Specifically, we should focus on three directions at present:

1) The areas where policy marginal changes or efforts are potentially supported, including infrastructure and real estate stable demand-related industrial chains (construction, building materials, home appliances, home furnishings, real estate, etc.), potential consumer support areas, brokerages, etc.;

2) Mid-and-downstream consumption that has been adjusted this year, valuation is not high, and mid-to-long-term prospects is still clear, choose stocks from the bottom up, including home appliances, light industrial home furnishings, automobiles and parts, the Internet and media, agriculture, forestry, animal husbandry and fisheries ,food and drink, Medicine, aviation hotels, etc.;

3) The short-term share prices of the manufacturing growth sectors that rose sharply last year may be depressed, including new energy vehicles, new energy and technology hardwaresemiconductorWait, the potential turnaround depends on another change in market style, the potential time point may be at the end of the first quarter and the beginning of the second quarter.
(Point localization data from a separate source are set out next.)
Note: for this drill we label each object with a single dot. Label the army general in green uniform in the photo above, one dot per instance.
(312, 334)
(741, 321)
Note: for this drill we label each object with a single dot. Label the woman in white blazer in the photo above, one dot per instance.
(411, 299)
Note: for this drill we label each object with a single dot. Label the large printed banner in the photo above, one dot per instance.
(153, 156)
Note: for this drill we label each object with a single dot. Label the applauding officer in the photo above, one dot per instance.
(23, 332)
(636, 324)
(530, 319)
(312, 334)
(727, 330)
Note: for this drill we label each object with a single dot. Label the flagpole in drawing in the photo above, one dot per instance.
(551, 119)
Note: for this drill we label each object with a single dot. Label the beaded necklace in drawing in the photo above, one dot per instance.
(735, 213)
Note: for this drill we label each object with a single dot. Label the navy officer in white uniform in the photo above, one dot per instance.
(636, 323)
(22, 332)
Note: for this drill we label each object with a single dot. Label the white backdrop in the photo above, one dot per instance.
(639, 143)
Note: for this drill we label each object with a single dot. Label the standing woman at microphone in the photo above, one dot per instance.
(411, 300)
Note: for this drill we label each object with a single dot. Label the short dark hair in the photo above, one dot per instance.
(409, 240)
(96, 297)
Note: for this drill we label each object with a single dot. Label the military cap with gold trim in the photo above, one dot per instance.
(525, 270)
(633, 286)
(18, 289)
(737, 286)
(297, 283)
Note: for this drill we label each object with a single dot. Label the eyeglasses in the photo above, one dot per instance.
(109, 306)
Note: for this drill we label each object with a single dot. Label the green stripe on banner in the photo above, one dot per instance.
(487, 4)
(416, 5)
The aforementioned three directions may overlap slightly. The first direction is more phased and requires more attention to the pace of policy.

  Recent attention:1) December economic and financial data; 2) specific measures for stabilizing growth policies and whether they can meet or exceed expectations; 3) the progress of local domestic epidemics and overseas variant viruses; 4) the pace of US policy withdrawal and inflation data; 5) overseas supervision Wait.